Ce taux d’intérêt légal se calcule de la façon suivante :
C’est la moyenne arithmétique des douze dernières moyennes mensuelles des taux de rendement actuariel des adjudications de bons du Trésor à taux fixe à treize semaines.
Le taux d’intérêt légal est le même en matière civile et commerciale, et sert notamment au calcul des intérêts moratoires dus par un débiteur après mise en demeure.
Ce taux s’applique dans le domaine fiscal, et notamment au paiement fractionné ou différé des droits d’enregistrement, de la taxe de publicité foncière et des taxes additionnelles exigibles sur certaines mutations de propriété et apports en société.
Pour ces domaines ci-dessus, seule la première décimale est retenue pour les calculs des intérêts. Par exemple pour l’année 2009,le taux est de 3,79 %, mais ne sera retenue que 3,7 %.
Par ailleurs, des taux réduits peuvent s’appliquer dans certains cas.
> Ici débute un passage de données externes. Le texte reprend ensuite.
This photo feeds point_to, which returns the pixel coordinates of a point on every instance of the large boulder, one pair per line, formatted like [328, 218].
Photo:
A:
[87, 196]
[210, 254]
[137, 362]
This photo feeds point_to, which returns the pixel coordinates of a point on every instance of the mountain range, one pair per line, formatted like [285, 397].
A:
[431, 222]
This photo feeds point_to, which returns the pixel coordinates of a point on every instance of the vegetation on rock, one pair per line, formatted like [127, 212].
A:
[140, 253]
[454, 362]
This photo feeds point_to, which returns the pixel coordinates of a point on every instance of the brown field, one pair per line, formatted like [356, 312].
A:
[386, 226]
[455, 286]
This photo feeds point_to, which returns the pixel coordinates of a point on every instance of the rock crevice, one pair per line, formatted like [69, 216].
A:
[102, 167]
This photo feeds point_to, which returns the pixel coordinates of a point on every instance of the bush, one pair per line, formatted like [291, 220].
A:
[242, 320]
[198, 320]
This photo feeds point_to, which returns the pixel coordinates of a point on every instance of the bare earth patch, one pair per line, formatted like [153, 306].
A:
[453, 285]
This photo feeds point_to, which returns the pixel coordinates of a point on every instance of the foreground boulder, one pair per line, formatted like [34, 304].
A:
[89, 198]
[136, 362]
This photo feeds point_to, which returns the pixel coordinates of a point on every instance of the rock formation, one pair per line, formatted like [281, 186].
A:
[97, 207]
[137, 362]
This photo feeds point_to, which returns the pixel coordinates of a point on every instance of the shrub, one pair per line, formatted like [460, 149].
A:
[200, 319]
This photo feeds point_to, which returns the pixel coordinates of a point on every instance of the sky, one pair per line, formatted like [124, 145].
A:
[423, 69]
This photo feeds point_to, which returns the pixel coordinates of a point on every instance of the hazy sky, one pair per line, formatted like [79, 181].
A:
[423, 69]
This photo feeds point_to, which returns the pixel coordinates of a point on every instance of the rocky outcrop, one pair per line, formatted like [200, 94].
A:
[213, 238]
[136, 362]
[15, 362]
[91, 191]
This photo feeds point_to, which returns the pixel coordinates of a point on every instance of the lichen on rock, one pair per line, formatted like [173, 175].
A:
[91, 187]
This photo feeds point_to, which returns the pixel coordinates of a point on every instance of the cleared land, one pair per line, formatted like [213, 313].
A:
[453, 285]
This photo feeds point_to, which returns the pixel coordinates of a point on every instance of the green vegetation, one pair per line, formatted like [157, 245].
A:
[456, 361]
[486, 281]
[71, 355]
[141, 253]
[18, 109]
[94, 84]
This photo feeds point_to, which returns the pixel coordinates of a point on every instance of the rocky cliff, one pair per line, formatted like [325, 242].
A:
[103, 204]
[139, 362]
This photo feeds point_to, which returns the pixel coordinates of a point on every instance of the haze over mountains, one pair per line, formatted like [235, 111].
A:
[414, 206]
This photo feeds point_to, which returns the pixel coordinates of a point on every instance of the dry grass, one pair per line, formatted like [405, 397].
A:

Ainsi, le taux est réduit des deux tiers pour le paiement différé et fractionné des droits dus sur les transmissions d’entreprises, lorsque la valeur de l’entreprise ou la valeur nominale des titres comprise dans la part taxable de chaque héritier, donataire ou légataire est supérieure à 10 % de la valeur de l’entreprise ou du capital social ou lorsque, globalement, plus du tiers du capital social est transmis. Pour l’année 2009, le taux réduit est donc de 1,2 %.